However, the decision to forego a bespoke regime seems to be a missed opportunity. The government said it considered this approach and discounted it on the basis that it would have not created a  level playing field and could have resulted in an overlapping regulatory regime and confusion. This seems misguided. Just as a bespoke regime for crowdfunding has provided clarity and boosted the activity in P2P lending, the same could have happened for cryptoassets. As well as clarity, proportionality will be key to attracting businesses to the UK and there will be a lot of work to be done to ensure that this is the case with the proposed approach. It is encouraging to see that HMT have put this as a core design principle, however, it will be important in this consultation to highlight the concerns around what could potentially lead to a weighty and onerous authorisation regime.

There is also concern around the Call for Evidence on DeFi. One option that HMT is considering is to define a set of DeFi-specific activities such as establishing or operating a protocol as a regulated activated and the person carrying out that activity would need to be authorised. This is worrying and does not apply the tech neutral approach that the government put forward in their core design principles. To do so would stymie innovation and push development of these protocols outside of the UK thereby not benefiting from the growth, innovation and competition that HMT are pursuing. It is imperative that we await the Law Commission report on the legal status of Decentralised Autonomous Organisation and use this as a basis for any approach.”

Lavan Thasarathakumar, Consultant in the Digital Assets and Blockchain Practice added:

“This much anticipated consultation paper has provided a comprehensive overview of how cryptoassets are treated as well as HMT’s vision around how it will address its next stage of cryptoasset regulation. Whilst the phased approach has drawn some criticism, it does seem to be a methodical approach that HMT are taking and they have provided a clear roadmap of what is to come.

It is encouraging to see thought being given as to how to reduce the burden on cryptoasset firms, to ensure that the regime is not overly onerous. An example of this is the attempt to reduce the duplication of what is required for submission for FSMA authorisation for firms who have already obtained MLR registration.

One thing to note is the notion of “same risk, same regulatory outcome”. An old adage that is often used, however not necessarily applied as such. The risk element has often been assumed as opposed to calculated when it comes to distributed ledger technology (DLT) and this consultation seems to suggest this is the case again. Whilst it considers whether the use of technology may bring additional risk, there is no consideration as to the risk mitigation that technology can bring. To have a truly competitive regime, one that will make the UK a global cryptoasset hub, there will need to be careful consideration of what novel risks there are but also what risks are mitigated by the use of DLT.

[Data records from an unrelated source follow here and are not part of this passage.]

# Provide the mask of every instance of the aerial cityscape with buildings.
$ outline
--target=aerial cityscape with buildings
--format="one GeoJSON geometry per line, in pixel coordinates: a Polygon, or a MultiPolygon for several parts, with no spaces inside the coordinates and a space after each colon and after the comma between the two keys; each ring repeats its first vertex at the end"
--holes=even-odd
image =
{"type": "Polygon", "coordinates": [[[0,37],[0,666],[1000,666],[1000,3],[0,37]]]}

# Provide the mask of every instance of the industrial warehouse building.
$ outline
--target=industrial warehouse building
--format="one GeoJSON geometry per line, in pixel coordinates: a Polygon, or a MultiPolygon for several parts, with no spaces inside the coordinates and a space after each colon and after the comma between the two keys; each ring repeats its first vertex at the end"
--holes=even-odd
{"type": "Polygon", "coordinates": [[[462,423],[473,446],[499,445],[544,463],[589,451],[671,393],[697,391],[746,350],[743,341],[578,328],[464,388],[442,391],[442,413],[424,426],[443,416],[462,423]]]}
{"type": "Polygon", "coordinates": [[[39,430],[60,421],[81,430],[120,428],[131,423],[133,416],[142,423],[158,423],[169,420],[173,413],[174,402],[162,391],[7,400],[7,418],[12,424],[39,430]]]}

Overall, the devil will be in the detail as to how this will be applied however, these are very positive steps for the UK.”

A phased approach - policy objectives and principles for regulating cryptoassets

The consultation focuses specifically on the future UK regulatory framework for cryptoassets used within financial services, rather than the wider application of distributed ledger technology (DLT) in financial services or the use of cryptoassets outside of financial services. There are currently a number of UK government and regulator initiatives in the wider DLT space, such as the UK’s Financial Market Infrastructure (FMI) Sandbox and the DLT-supported debt issuance initiative.

In establishing a regulatory framework for cryptoassets in the UK, HMT is pursuing four overarching policy objectives:

  1. Encouraging growth innovation, and competition in the UK
  2. Enabling consumers to make well-informed decisions, with a clear understanding of the risks involved
  3. Protecting UK financial stability
  4. Protecting UK market integrity

HMT will continue to be guided by a set of core design principles as set out in the consultation:

  • “Same risk, same regulatory outcome”. The government will remain technology agnostic while also considering whether the technology, or its use, gives rise to additional risks. HMT intends to take an activities-based approach to regulation, although there may be specific cases where systemic risk may warrant further regulation.
  • “Proportionate and focused”.  The government intends to focus efforts on where the risks and opportunities are most urgent or acute. HMT intends to avoid applying disproportionate or overly burdensome regulation on entities.
  • “Agile and flexible”.  The regulatory framework should accommodate evolving markets and products.

In line with these design principles, the government intends to continue to pursue a phased approach to regulating cryptoassets prioritised according to the areas of greatest risk and opportunity.

Phase 1 includes the following:

  • Since January 2022, an Anti-Money Laundering and Counter Terrorist Financing (AML/CTF) registration regime has been in place for businesses undertaking cryptoasset exchange or custoday wallet services in the UK to regulate compliance with the Money Laundering, Terrorist Financing and Transfer of Funds (Information on the Payer) Regulations 2017 (MLR).
  • The government will shortly introduce legislation to require the regulation of cryptoassets by the FCA to ensure promotions are clear, fair and not misleading.
  • The government is also currently legislating in the FSM Bill to introduce a regime that will allow for the regulation of fiat-backed stablecoins when used for payments similar to that for other payment methods given that stablecoins have the potential to become widely used as a form of payment.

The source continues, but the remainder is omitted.